Linus Torvalds released 5.10-rc1 and closed the 5.10 merge window on October 25; by that time, 13,903 non-merge changesets had been pulled into the mainline repository. Of those, over 6,700 were merged since LWN's summary of the first half of the merge window. A fair number of interesting features found their way into the kernel among those commits; read on to catch up with what's coming in 5.10.

Architecture-specific

The s390 architecture has never quite gotten the hang of leap seconds; when a leap second happens, the system must be rebooted to make its time reflect the new reality. This, as noted in this commit, "is not desired". As of 5.10, s390 systems will be able to adjust to leap seconds on the fly.
The MIPS architecture can now boot kernels compressed with the zstd algorithm.
The RISC-V architecture has gained support for booting on systems with EFI firmware.
Support for non-devicetree i.MX platforms has been removed after having seen no activity for some years.

Core kernel

Some types of BPF programs can now sleep during their execution. This feature is limited to tracing and security-module programs for now.
The new BPF_PROG_BIND_MAP command for the bpf() system call binds a map to a loaded program; its purpose is to facilitate the storage of metadata that the program involved does not use directly.
BPF programs can now access per-CPU variables with the bpf_per_cpu_ptr() and bpf_this_cpu_ptr() helper functions.
The process_madvise() system call has been added; it allows one process to perform an madvise() call on behalf of another. process_madvise() was covered in this January 2020 article but the API has changed since then; see this commit for the merged version.

Filesystems and block I/O

The overlay filesystem has a new "volatile" mode that causes it to ignore all forms of fsync() calls. That is, of course, a dangerous mode to operate in, but it is evidently helpful for tasks like image builds where, should the system die in the middle, one can just start over. See this commit for some details.
The zonefs filesystem has gained a new explicit-open mount option. If that option is present, opening a file for writing will force the associated zone to be made active on the device. This guarantees that a zone that is successfully opened can be successfully written to later. This documentation patch has a little more information.
The XFS V4 filesystem format has been deprecated; users are expected to upgrade to the more-capable V5 format. That said, V4 will be supported until at least 2030, so users have some time to make this change.
The ext4 filesystem has a new "fast commits" mode that can significantly reduce the latency of many file operations. The claimed performance improvements are large; see this patch posting for some benchmark results along with a discussion of the fast commits feature in general.
The new nosymfollow mount option prevents path resolution from following symbolic links on the mounted filesystem. This option does not prevent applications from using readlink() and following symbolic links themselves, though.

Hardware support

Clock: Micro Crystal RV3032 realtime clocks, R-Car V3U clocks, Allwinner A100 clock control units, MediaTek MT8167 clock controllers, and Qualcomm SM8150 and SM8250 display clock controllers.
Miscellaneous: Vivaldi keyboards, Renesas RPC-IF HyperBus controllers, Ricoh RN5T618 charger/fuel gauges, TI BQ25980 battery chargers, Mellanox BlueField I2C controllers, joysticks connected via analog-to-digital converters, Zinitix touchscreens, Toshiba Visconti watchdog timers, and TI R5F remote processor subsystems.
Networking: MediaTek MT7531 Ethernet switches, Marvell Prestera switches, and Microchip MCP25xxFD SPI CAN controllers.

Networking

It is now possible to load a BPF program that can modify TCP header options on packets as they pass through the system. See the changelog in this commit for some information.
The merging of multipath TCP support continues; 5.10 will have the ability to transmit data on multiple flows simultaneously.
The IGMPv3/MLDv2 multicast protocol (RFC 4604) is now supported.
The ISO 15765-2:2016 CAN transport protocol is now supported.

Security-related

The SafeSetID security module has gained the ability to control group-ID changes as well.

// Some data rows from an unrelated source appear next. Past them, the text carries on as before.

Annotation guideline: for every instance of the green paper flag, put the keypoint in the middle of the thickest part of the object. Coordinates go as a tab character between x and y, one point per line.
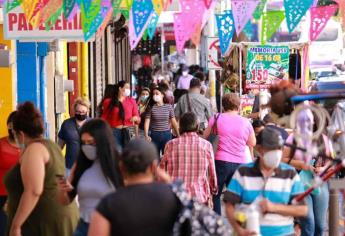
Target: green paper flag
51	21
259	10
10	5
271	21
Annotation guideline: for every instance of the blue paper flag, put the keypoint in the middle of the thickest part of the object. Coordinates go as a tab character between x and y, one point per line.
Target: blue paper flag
226	29
141	10
295	10
152	25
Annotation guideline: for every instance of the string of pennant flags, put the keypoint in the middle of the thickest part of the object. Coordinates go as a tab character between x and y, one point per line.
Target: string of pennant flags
143	16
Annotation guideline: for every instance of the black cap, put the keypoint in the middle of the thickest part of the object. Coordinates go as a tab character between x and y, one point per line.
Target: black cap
270	138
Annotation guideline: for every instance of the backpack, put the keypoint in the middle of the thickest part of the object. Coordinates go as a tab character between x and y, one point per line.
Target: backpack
197	219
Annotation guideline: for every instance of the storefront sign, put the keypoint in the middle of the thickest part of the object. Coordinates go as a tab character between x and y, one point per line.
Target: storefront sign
266	65
17	27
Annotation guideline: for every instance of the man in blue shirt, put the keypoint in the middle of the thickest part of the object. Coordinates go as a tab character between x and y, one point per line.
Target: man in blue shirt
69	132
276	183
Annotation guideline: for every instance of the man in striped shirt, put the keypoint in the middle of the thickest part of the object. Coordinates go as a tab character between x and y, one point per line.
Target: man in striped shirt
276	183
190	158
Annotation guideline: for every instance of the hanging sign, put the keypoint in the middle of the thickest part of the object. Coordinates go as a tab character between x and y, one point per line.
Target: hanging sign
16	26
266	65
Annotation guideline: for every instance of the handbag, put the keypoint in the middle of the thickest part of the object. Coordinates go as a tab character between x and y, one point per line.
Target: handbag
214	137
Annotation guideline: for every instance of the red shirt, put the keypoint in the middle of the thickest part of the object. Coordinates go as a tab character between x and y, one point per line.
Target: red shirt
9	156
130	108
191	159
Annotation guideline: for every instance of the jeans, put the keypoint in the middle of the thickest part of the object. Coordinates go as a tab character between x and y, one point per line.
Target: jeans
82	228
160	139
118	138
315	222
225	171
3	216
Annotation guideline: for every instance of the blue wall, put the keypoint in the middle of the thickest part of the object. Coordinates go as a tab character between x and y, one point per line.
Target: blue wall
31	74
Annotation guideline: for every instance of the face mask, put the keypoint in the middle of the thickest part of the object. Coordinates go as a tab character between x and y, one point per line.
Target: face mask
144	98
90	152
157	98
127	92
272	158
80	117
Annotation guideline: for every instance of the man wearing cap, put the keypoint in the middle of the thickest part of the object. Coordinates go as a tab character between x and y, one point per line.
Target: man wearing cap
275	182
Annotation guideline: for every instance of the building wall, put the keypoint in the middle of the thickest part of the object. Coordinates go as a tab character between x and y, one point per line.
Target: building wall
8	94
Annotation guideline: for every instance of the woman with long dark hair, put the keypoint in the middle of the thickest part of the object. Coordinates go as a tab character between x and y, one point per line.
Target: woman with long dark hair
32	208
95	174
121	112
160	119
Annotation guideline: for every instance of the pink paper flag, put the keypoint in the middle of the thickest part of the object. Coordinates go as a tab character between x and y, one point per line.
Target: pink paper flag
181	36
319	18
243	11
133	38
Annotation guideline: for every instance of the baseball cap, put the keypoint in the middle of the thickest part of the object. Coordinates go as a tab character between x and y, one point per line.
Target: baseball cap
270	138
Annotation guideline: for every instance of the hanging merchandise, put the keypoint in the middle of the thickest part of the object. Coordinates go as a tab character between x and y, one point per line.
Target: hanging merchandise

Virtualization and containers

The KVM hypervisor can now defer to a user-space process to handle accesses to unknown model-specific registers (MSRs). See this commit for some more information and this commit for a filtering mechanism that gives more control over MSR handling.

Internal kernel changes

The contiguous memory allocator has gained optional NUMA awareness; using it requires setting the DMA_PERNUMA_CMA configuration option and booting with the cma_pernuma= command-line option to specify the size of the per-NUMA space. The DMA mapping layer has been updated to use this feature if it is enabled.
There is a new API for allocating non-coherent DMA areas; see this documentation patch for more information. There is also a new function (dma_direct_alloc_pages()) for obtaining DMA-addressable memory directly from the page allocator.
Changes have been made to prandom_u32(), as discussed in August, to address some theoretical security issues there. The new code uses a variant of the SipHash hashing function to generate pseudo-random numbers and has added some internal entropy sources.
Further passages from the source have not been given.